Whatever the reasons for the Nobel committee’s burst of clarity, we can be grateful that it happened now, when the values that Naipaul champions are so conspicuously under attack. We have in these pages occasionally cited Naipaul’s essay “Our Universal Civilization,” which was first delivered in 1990 as the Wriston Lecture sponsored by the Manhattan Institute in New York. Naipaul describes there his literary development as a journey from the “periphery” to the “center”: from his native Trinidad—the periphery of universal civilization—to London, its center. The autobiographical movement he traces is at the same time the long, sometimes difficult movement of Western civilization as a whole. It embodies, Naipaul writes, a capacious idea of human fulfillment.

It is an elastic idea; it fits all men. It implies a certain kind of society, a certain kind of awakened spirit. I don’t imagine my father’s Hindu parents would have been able to understand the idea. So much is contained in it: the idea of the individual, responsibility, choice, the life of the intellect, the idea of vocation and perfectibility and achievement. It is an immense human idea. It cannot be reduced to a fixed system. It cannot generate fanaticism. But it is known to exist, and because of that, other more rigid systems in the end blow away.
But not, we might add, without the brisk wind of moral self-assurance, a commodity that has until recently too often been lacking in Western democracies.
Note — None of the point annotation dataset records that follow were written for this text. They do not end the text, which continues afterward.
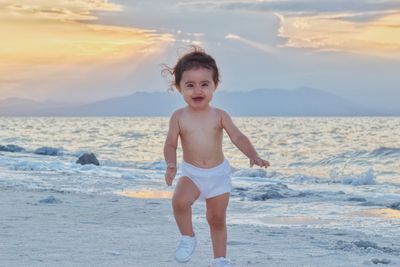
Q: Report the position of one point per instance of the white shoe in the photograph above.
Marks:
(185, 248)
(221, 262)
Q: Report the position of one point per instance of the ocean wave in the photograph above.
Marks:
(268, 191)
(350, 156)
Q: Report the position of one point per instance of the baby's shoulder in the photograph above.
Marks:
(177, 113)
(221, 113)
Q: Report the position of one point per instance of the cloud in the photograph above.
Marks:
(326, 33)
(257, 45)
(306, 6)
(48, 38)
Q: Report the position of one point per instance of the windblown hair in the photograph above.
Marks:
(195, 58)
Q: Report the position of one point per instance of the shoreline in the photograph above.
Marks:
(44, 228)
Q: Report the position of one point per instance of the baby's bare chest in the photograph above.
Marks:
(200, 128)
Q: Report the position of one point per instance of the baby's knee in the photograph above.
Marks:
(216, 220)
(179, 203)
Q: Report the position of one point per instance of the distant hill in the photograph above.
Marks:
(260, 102)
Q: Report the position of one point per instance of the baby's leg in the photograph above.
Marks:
(186, 192)
(216, 217)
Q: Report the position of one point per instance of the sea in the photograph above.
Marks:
(325, 171)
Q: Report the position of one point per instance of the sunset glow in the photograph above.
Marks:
(330, 33)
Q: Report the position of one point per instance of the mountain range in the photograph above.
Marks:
(259, 102)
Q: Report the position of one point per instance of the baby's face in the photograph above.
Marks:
(197, 87)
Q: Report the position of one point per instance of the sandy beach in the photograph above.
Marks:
(48, 228)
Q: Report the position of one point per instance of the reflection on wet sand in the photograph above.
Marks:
(146, 194)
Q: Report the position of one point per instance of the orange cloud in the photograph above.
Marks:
(42, 38)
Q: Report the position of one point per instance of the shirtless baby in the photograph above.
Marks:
(205, 171)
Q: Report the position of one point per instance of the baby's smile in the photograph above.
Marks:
(198, 98)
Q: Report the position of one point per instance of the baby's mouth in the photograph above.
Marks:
(197, 98)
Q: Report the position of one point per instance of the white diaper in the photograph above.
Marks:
(211, 182)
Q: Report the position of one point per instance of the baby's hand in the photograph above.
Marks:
(259, 162)
(170, 174)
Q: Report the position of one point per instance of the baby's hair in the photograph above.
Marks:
(195, 58)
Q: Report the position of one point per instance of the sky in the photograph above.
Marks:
(89, 50)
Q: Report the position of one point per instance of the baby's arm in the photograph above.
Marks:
(241, 141)
(170, 146)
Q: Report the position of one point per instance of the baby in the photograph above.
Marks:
(205, 171)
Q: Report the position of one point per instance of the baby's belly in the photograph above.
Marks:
(205, 158)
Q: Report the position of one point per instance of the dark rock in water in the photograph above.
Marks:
(270, 194)
(50, 200)
(88, 158)
(395, 206)
(382, 261)
(356, 199)
(50, 151)
(11, 148)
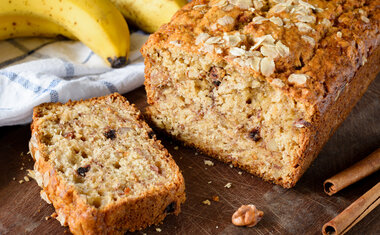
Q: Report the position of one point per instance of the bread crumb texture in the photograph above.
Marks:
(97, 160)
(250, 81)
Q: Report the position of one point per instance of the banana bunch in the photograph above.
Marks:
(149, 15)
(97, 23)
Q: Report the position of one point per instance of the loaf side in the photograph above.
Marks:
(261, 84)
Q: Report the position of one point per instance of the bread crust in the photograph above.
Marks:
(340, 66)
(128, 214)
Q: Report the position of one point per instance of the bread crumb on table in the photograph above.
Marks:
(208, 163)
(228, 185)
(247, 215)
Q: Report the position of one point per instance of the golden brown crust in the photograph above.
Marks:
(339, 54)
(130, 214)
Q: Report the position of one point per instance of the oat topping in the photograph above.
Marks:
(276, 20)
(236, 51)
(175, 43)
(267, 66)
(201, 38)
(199, 6)
(304, 28)
(298, 79)
(232, 40)
(259, 20)
(226, 20)
(309, 40)
(278, 82)
(243, 4)
(214, 40)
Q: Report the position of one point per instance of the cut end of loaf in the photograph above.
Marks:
(109, 158)
(227, 113)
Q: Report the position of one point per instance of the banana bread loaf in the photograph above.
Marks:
(101, 166)
(261, 84)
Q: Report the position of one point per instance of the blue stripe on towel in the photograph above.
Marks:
(21, 57)
(69, 68)
(110, 86)
(38, 90)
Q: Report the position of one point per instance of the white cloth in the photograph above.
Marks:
(36, 70)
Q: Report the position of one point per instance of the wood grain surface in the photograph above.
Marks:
(300, 210)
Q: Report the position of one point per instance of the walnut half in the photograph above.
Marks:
(247, 215)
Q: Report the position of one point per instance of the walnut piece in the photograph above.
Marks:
(247, 215)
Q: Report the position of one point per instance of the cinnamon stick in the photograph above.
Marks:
(353, 213)
(353, 174)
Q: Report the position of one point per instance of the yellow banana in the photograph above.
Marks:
(97, 23)
(149, 15)
(13, 26)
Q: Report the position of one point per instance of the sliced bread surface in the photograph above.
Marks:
(101, 166)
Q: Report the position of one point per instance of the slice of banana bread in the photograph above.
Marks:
(261, 84)
(101, 166)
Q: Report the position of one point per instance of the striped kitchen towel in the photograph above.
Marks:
(37, 70)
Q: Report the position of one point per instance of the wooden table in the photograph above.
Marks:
(300, 210)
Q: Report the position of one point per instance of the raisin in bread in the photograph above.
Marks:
(101, 166)
(261, 84)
It was precisely for daring to extol Western civilization as something “universal,” which “fits all men,” that Naipaul has been so vehemently attacked by the left. Writing in 1998 about Beyond Belief, the radical-chic academic critic Edward Said assured readers that Naipaul’s criticism of Islamic fundamentalism represented “an intellectual catastrophe of the first order”: “so much is now lost on Naipaul,” Said wrote. “His writing has become repetitive and uninteresting. His gifts have been squandered. He can no longer make sense.”

In fact, in Beyond Belief, as elsewhere, Naipaul came bearing that most unwelcome instrument: a mirror in which were displayed the shattered illusions of fond hopes, the rancid pieties of baseless “ideals”—chief among which has been the multicultural ideal of the moral equality of all cultures. Naipaul ruthlessly exposed the mendacity of this dogma. “There probably has been no imperialism like that of Islam and the Arabs,” Naipaul noted, because “Islam seeks as an article of faith to erase the past; the believers in the end honour Arabia alone; they have nothing to return to.” As the journalist Tunku Varadarajan observed recently in a perceptive piece on Naipaul in The Wall Street Journal, “for telling this truth, Mr. Naipaul has been attacked in the Islamic world, as well as in the West by liberals who see no harm in projecting all societies as equal and as equally ‘valid.’” Naipaul made sense, all right, but it was not the sort of sense that Edward Said and his intellectual confrères wanted to hear.